I had a conversation with one of my co-workers the other day about race. This is a white dude, and we have talked about race before. We have had the conversation about "why can you say nigger and I can't". We have had the conversation about Jesse and Al, and how he thought they were racist. We have talked about crime and drug dealing and all the stereotypes about black men that he had grown up believing. You see this dude was born privileged, whereas I was born one cornflake away from starving,so this dude and I are complete opposites, but we are cool like that.
We started this conversation off with a movie that we both enjoyed, THE BANK JOB. This is a pretty good movie. For those of you that have not seen it, it is about a crew of second rate thieves that are tasked by the British government to break into a bank vault and steal some pictures of one of the Royals getting her freak on with two big black bucks. Of course the thieves do not know it is the government that they are working for, or what they are actually stealing. The rub is that the guy that has the pictures is a Black revolutionary, pimp and drug dealer, that is blackmailing the government with these pictures in order to stay out of jail.
Well, in one scene the pimp puts a dog collar around a white man's neck and says he is going to bend him to his will the same way the white man's ancestors had bent his ancestors to their will.
Well my coworker said that this scene pissed him off, and his question was.....
When are Black people going to get over slavery?
He wanted to know why we blame him for something that his great-grandfather did 140 years ago.
Well, like I said, me and this dude have gone down this road before. I like talking to him because by talking out our differences we learn that we are really not to far apart in our thought process.
I had to explain to him that even though the great emancipator did free the slaves 140 years ago, he did not really grant us any freedom.
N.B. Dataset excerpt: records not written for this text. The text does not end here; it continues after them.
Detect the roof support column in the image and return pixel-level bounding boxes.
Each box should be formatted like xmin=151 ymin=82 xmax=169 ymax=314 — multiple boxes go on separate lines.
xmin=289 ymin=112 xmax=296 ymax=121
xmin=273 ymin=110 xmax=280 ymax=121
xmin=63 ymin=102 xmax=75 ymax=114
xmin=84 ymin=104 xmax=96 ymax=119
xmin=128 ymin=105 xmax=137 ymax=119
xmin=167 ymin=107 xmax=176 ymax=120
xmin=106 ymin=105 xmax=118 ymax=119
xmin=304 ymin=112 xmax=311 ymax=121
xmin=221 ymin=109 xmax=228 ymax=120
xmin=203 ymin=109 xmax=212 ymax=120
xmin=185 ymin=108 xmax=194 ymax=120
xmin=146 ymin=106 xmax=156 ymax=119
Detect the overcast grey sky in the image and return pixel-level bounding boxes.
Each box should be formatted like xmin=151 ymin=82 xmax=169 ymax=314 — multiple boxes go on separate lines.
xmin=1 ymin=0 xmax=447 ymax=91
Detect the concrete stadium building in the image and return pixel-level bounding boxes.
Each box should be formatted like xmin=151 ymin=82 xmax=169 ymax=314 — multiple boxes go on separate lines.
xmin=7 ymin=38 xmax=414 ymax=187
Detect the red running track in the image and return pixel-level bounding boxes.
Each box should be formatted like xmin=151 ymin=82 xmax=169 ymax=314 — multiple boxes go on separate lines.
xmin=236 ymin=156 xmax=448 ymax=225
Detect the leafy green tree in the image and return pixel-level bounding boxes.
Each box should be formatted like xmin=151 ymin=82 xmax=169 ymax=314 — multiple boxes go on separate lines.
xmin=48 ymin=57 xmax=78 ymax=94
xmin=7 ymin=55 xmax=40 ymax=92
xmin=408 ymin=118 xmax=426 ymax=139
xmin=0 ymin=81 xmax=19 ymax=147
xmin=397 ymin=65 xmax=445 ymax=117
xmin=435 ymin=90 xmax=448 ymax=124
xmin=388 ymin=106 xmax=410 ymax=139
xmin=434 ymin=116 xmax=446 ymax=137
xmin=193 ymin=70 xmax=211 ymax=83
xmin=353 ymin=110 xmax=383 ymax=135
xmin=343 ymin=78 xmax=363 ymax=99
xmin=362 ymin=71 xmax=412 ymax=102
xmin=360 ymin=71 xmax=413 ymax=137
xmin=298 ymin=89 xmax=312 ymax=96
We were still slaves mentally and in some cases physically. We were still looked at as being inferior to the "master" race. I proceeded to tell him that if you wanted to get technical about it, we did not see any real freedom until the 60's.
40 some years ago.
I told him that even though slavery was a very bad thing, slavery was not really the problem. There have been slaves since the beginning of time. Black people were not the first slaves in History, and we won't be the last.
The problem was (and in some cases still is), the treatment of the slaves.
Treating people like animals is not a good thing.
Denying basic human rights to a fellow human is bad.
Eliminating a person's culture, religion, language and heritage is not good.
Forcing a person to accept another religion, culture, language and heritage and then treating them like an outsider when they are doing everything that is asked of them, is very, very bad.
I told him that this is why slavery is still a very sore subject with American Blacks.
I told him that most Black Americans do not blame today's white person for anything. But I told him that there are still some white people today that have the same views that their great-grandparents had.
I told him that American Blacks are playing catch-up in a game that is being orchestrated by the powers (white)that be.I told him that most American Blacks have not figured out the rules to this game because the rules keep changing. When ever a Black person gets close to learning the rules, the powers (white) that be do a change up and make an amendment.
Example.... White People have been voting based on race since they came up with the the rules for voting, but when a black man gets elected to lead them based on the rules they came up with, now voting based on race is a bad thing?
I told him that is why we act the way we do. It is proven everyday that we will not be treated fairly under the rules that we are forced to obey, so we have to make our own.
Contrary to popular belief, the playing field is not level, even with a half-black man as president.